Thursday, September 27, 2007

Apricot Soup on Karimabad Hill

Our first night in Karimabad we went to Hidden Paradise for dinner, and were served thick and sweetly delicious apricot soup, chapati with soft cheese stuffed inside, and smothered in apricot kernal oil. We drank tea called 'tumoro', an herbal blend with a punch and something familiar that I couldn't place, but which made me want more and more; perhaps it helped with the altitude. It was our finest meal of the entire journey and we both longed to stay..and after we left we longed to return...and now in fact I'm in China, backwriting the legs of the journey...and I still long to be in hunza enjoying the apricot splendors.
In the morning, the sunrose over mountains too high to see the top of from our hotel room window. We ate what margret calls 'squeeze the charmin' bread with omelet, and tumoro tea that seemed to be cooked in petrol - deeply disappointed we had to send it back, Ehsan wouldn't even drink it.

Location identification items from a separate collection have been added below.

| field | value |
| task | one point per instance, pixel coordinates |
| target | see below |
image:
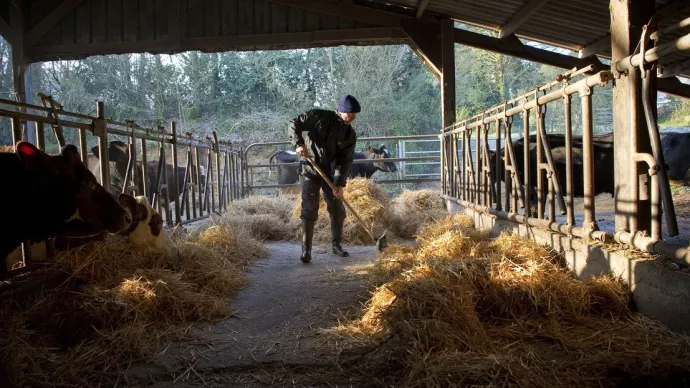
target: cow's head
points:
(79, 205)
(117, 152)
(379, 154)
(147, 226)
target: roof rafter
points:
(525, 13)
(56, 16)
(422, 4)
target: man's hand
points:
(302, 151)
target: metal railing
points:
(470, 178)
(250, 174)
(209, 191)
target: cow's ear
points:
(142, 212)
(71, 153)
(32, 157)
(129, 203)
(156, 224)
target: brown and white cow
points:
(47, 195)
(146, 229)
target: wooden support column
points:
(629, 126)
(21, 70)
(448, 95)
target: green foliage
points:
(250, 96)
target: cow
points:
(290, 174)
(674, 146)
(146, 229)
(603, 164)
(50, 195)
(366, 170)
(119, 159)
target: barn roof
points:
(71, 29)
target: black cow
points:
(53, 195)
(603, 164)
(675, 146)
(287, 175)
(290, 174)
(119, 158)
(366, 170)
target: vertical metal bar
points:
(198, 164)
(102, 133)
(526, 165)
(195, 182)
(83, 146)
(243, 171)
(16, 131)
(656, 206)
(166, 183)
(479, 189)
(211, 189)
(178, 216)
(40, 136)
(588, 159)
(443, 163)
(539, 166)
(144, 172)
(497, 156)
(219, 184)
(570, 204)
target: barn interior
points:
(595, 43)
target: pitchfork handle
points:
(325, 178)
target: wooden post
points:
(102, 133)
(629, 127)
(448, 92)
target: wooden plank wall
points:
(112, 21)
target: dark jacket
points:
(331, 143)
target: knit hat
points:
(349, 104)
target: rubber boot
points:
(337, 233)
(307, 236)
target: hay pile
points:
(415, 208)
(465, 310)
(368, 199)
(264, 218)
(119, 304)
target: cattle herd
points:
(58, 195)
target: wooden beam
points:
(379, 35)
(675, 69)
(56, 16)
(673, 86)
(6, 31)
(347, 10)
(447, 46)
(421, 6)
(603, 44)
(513, 47)
(631, 196)
(521, 17)
(426, 43)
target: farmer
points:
(329, 139)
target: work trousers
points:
(311, 187)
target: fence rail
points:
(211, 172)
(250, 172)
(470, 168)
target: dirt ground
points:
(275, 337)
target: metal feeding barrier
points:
(402, 143)
(210, 185)
(470, 173)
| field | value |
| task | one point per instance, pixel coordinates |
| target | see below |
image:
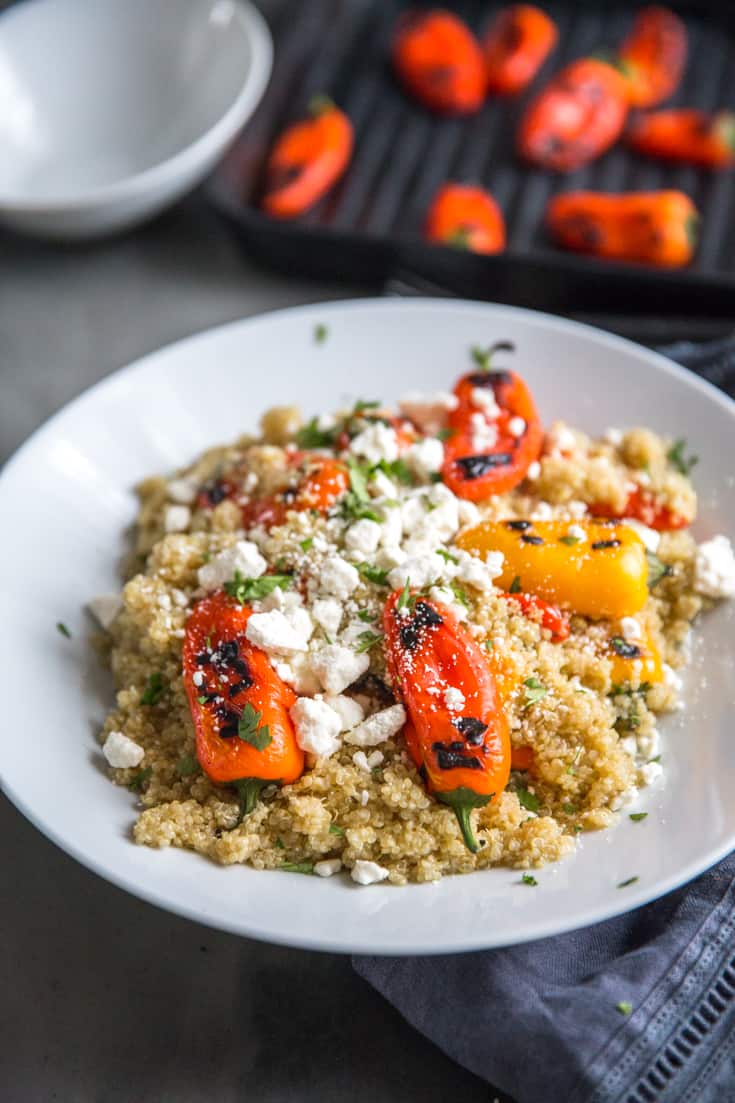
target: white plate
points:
(65, 500)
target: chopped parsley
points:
(252, 730)
(153, 689)
(368, 640)
(528, 800)
(678, 460)
(187, 766)
(252, 589)
(139, 780)
(533, 692)
(372, 574)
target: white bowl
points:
(112, 110)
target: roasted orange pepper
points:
(649, 227)
(238, 704)
(518, 43)
(307, 160)
(576, 117)
(606, 575)
(653, 56)
(439, 61)
(475, 468)
(686, 136)
(457, 731)
(467, 217)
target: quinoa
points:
(589, 738)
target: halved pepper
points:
(238, 704)
(606, 575)
(457, 731)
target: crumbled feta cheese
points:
(327, 867)
(428, 411)
(425, 457)
(338, 577)
(337, 667)
(349, 710)
(368, 873)
(273, 632)
(379, 727)
(454, 699)
(182, 491)
(328, 612)
(714, 568)
(376, 442)
(649, 536)
(483, 398)
(630, 629)
(317, 727)
(242, 556)
(121, 752)
(577, 533)
(177, 518)
(105, 608)
(362, 538)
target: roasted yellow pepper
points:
(605, 575)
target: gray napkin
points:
(546, 1021)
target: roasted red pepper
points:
(648, 227)
(549, 616)
(464, 750)
(515, 46)
(492, 445)
(686, 136)
(439, 61)
(642, 505)
(653, 56)
(238, 704)
(467, 217)
(576, 117)
(307, 160)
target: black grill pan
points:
(370, 225)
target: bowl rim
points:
(255, 29)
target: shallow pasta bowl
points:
(66, 499)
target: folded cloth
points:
(549, 1021)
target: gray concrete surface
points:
(104, 998)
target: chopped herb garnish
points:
(368, 640)
(371, 574)
(153, 689)
(528, 800)
(657, 569)
(251, 729)
(297, 867)
(139, 780)
(677, 458)
(533, 692)
(252, 589)
(187, 766)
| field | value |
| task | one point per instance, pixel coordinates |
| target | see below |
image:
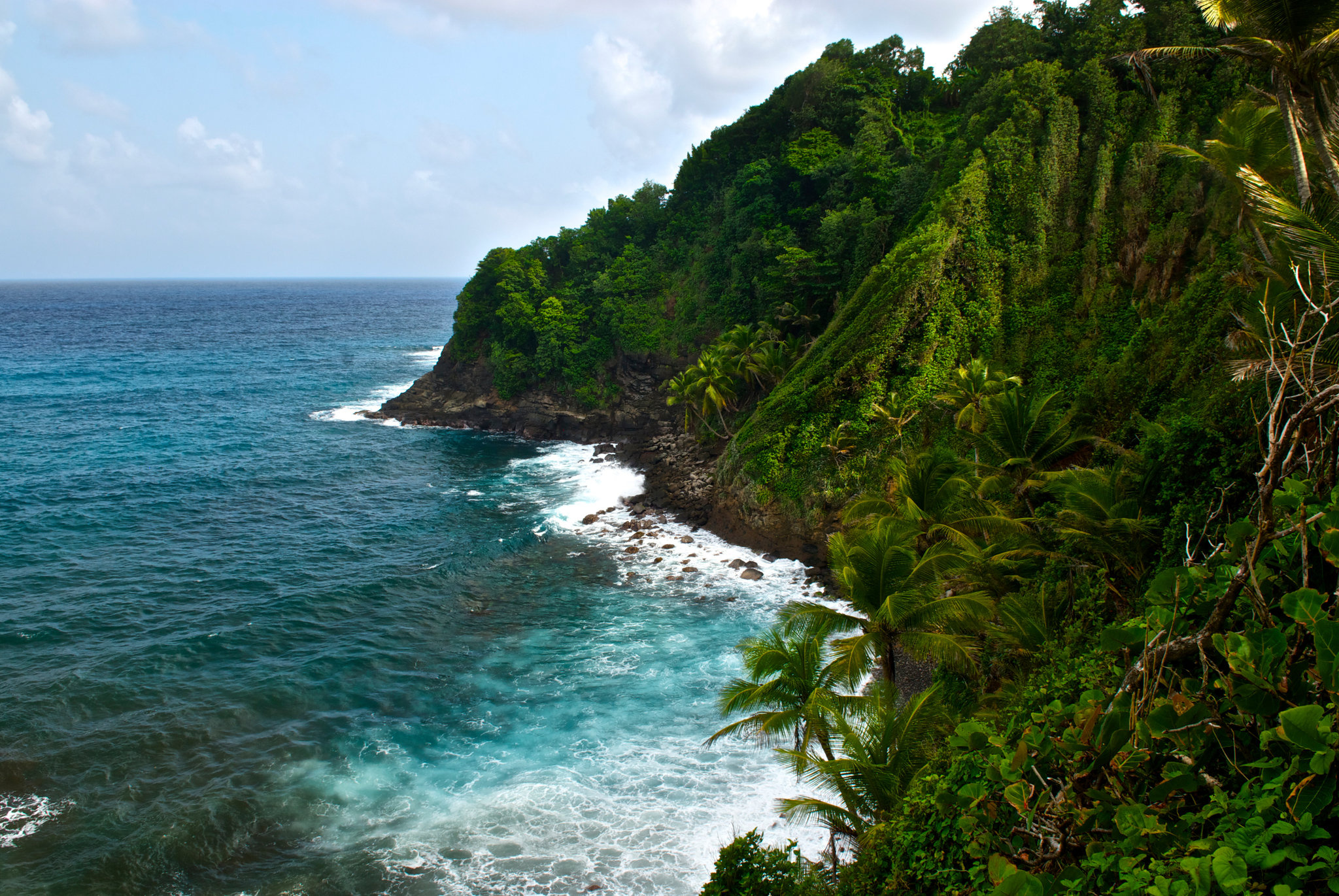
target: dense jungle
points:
(1045, 344)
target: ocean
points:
(255, 643)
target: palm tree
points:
(736, 347)
(1102, 514)
(789, 690)
(1310, 232)
(1298, 42)
(932, 491)
(895, 414)
(714, 386)
(1248, 136)
(683, 390)
(896, 603)
(1026, 437)
(970, 389)
(769, 363)
(883, 744)
(840, 442)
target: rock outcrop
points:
(637, 427)
(461, 395)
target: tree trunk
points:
(1264, 250)
(1289, 106)
(1318, 134)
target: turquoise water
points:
(252, 643)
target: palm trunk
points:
(1289, 106)
(1318, 134)
(1264, 250)
(729, 435)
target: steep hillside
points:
(1019, 209)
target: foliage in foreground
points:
(1172, 730)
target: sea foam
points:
(351, 413)
(22, 816)
(632, 810)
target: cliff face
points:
(639, 427)
(887, 225)
(462, 394)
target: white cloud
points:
(233, 161)
(443, 145)
(90, 24)
(664, 73)
(109, 156)
(88, 99)
(24, 131)
(632, 99)
(27, 131)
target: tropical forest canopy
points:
(1046, 346)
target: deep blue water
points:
(252, 643)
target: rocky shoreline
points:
(637, 429)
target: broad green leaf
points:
(1304, 606)
(999, 868)
(1117, 638)
(1017, 795)
(1021, 883)
(1314, 799)
(1300, 726)
(1230, 870)
(1327, 654)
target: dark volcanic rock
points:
(637, 429)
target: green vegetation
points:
(1049, 348)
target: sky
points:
(252, 139)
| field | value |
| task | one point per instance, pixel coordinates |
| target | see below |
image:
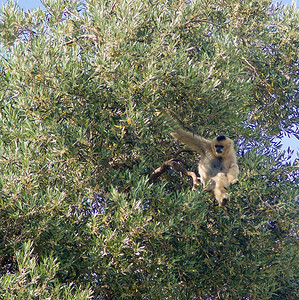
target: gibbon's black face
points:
(219, 147)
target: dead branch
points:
(179, 166)
(84, 36)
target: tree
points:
(87, 88)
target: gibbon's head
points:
(222, 146)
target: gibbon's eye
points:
(219, 148)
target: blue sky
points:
(292, 142)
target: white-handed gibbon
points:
(218, 166)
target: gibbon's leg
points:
(210, 185)
(221, 183)
(232, 175)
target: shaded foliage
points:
(86, 91)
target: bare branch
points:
(179, 166)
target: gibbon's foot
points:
(210, 186)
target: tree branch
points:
(179, 166)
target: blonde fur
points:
(218, 166)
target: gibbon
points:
(218, 166)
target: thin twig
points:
(178, 165)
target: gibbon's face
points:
(221, 146)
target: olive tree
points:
(90, 91)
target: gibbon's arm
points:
(195, 142)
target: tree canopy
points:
(89, 93)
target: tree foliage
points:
(86, 91)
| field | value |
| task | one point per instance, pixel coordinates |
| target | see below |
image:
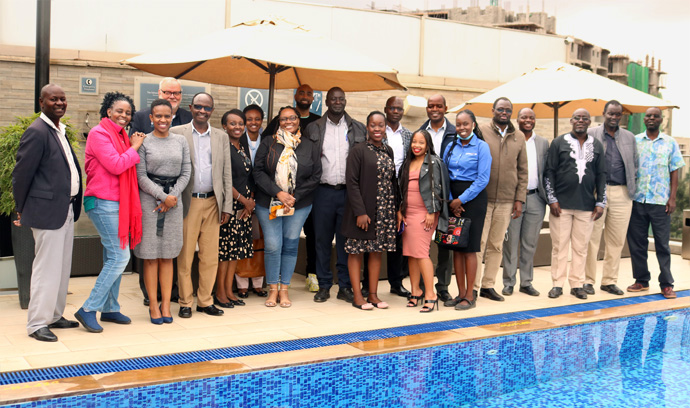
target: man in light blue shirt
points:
(653, 203)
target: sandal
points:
(269, 302)
(413, 301)
(427, 309)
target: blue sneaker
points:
(115, 317)
(88, 320)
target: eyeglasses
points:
(205, 108)
(175, 93)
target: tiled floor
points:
(254, 323)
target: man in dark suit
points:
(47, 191)
(523, 231)
(170, 90)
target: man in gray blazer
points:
(621, 171)
(46, 183)
(207, 202)
(523, 231)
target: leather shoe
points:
(612, 289)
(400, 291)
(346, 294)
(555, 292)
(210, 310)
(529, 290)
(43, 334)
(63, 323)
(322, 295)
(185, 312)
(578, 293)
(444, 296)
(490, 294)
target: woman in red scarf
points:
(111, 201)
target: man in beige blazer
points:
(207, 202)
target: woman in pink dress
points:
(423, 187)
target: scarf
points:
(286, 169)
(129, 224)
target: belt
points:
(332, 187)
(203, 195)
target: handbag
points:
(457, 235)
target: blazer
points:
(362, 186)
(435, 202)
(142, 123)
(542, 146)
(625, 141)
(308, 171)
(221, 168)
(41, 179)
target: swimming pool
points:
(642, 361)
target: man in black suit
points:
(47, 192)
(170, 90)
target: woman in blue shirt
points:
(468, 160)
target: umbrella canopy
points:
(272, 54)
(560, 89)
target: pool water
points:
(642, 361)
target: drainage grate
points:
(54, 373)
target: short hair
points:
(169, 79)
(213, 103)
(502, 98)
(109, 100)
(254, 107)
(237, 112)
(612, 102)
(161, 102)
(374, 113)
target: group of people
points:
(175, 185)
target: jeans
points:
(103, 297)
(281, 242)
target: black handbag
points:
(457, 235)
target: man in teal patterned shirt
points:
(653, 203)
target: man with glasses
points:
(575, 170)
(621, 170)
(334, 133)
(507, 192)
(653, 203)
(170, 90)
(207, 203)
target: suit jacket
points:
(221, 168)
(41, 179)
(142, 123)
(542, 146)
(625, 141)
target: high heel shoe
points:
(157, 320)
(413, 301)
(427, 309)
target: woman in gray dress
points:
(163, 172)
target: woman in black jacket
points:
(423, 190)
(369, 219)
(287, 170)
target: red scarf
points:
(129, 226)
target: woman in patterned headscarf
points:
(287, 170)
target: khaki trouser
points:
(201, 225)
(572, 229)
(614, 223)
(496, 224)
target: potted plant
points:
(22, 238)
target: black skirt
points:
(475, 210)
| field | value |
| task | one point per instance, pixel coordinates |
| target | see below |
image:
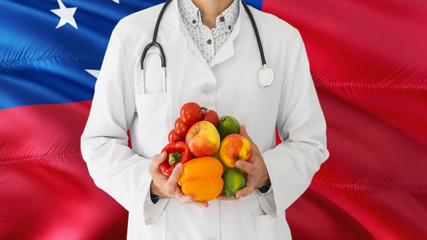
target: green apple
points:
(228, 125)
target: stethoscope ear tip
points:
(265, 76)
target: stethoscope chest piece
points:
(265, 76)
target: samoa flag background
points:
(368, 62)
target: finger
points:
(183, 198)
(203, 204)
(225, 198)
(157, 160)
(248, 167)
(248, 190)
(154, 168)
(173, 179)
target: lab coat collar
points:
(226, 51)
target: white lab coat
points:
(229, 86)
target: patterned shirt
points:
(208, 41)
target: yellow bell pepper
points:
(201, 177)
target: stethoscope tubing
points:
(265, 71)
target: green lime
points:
(233, 182)
(228, 125)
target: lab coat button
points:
(208, 91)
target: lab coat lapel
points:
(189, 43)
(227, 50)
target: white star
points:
(66, 15)
(93, 72)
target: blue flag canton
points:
(47, 46)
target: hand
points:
(163, 186)
(257, 174)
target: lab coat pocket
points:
(272, 227)
(154, 114)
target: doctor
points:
(212, 57)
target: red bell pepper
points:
(176, 152)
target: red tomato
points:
(191, 113)
(173, 136)
(181, 128)
(209, 115)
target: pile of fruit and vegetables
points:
(208, 147)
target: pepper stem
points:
(174, 158)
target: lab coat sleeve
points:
(301, 125)
(114, 167)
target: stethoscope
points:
(265, 74)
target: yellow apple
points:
(203, 139)
(235, 147)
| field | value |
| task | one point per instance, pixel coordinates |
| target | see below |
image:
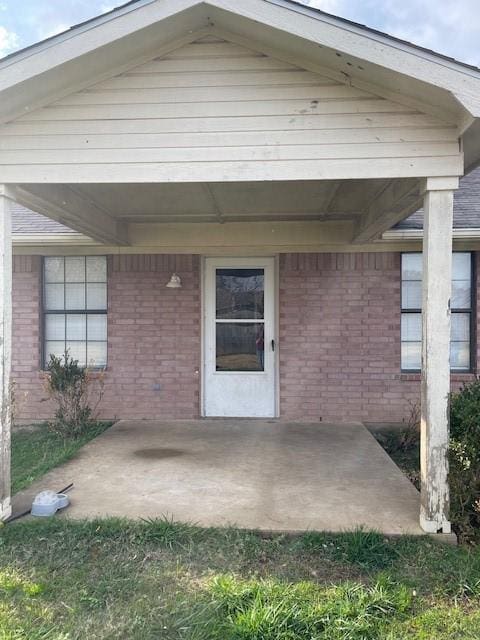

We were back on the winding road. I held my camera out to take pictures, though by the time the camera turned on we had turned a bend into a new scene of magnificence. It was a few more dizzying hours until we arrived at the border, Sost. We didn't stop to see any sights, pushing forth to get to china and margret's mission of finding a certain site she had to return to.
Ehsan woke up a cousin who had a special border passport and would drive us over the pass. We had to hire a car from the company with the pass monopoly, Ehsan got us a good price, about $150 for the 4-5 hour journey which also took us through a national park where we had to pay in US dollars $4 per person.
The new driver didn't speak English, but we communicated in Urdu a bit. He was a funny sort of man, he got out of the car at one point and let us take pictures. Getting back in the car he spit and then turned so fast that the spit landed on his coat; we all had to laugh over that.
The glaciers rose and the sites were amazing. The road was dizzying, and as we got to the pass, my face beet red - as I hadn't realized that I could get so sunburned when the climate was well near freezing.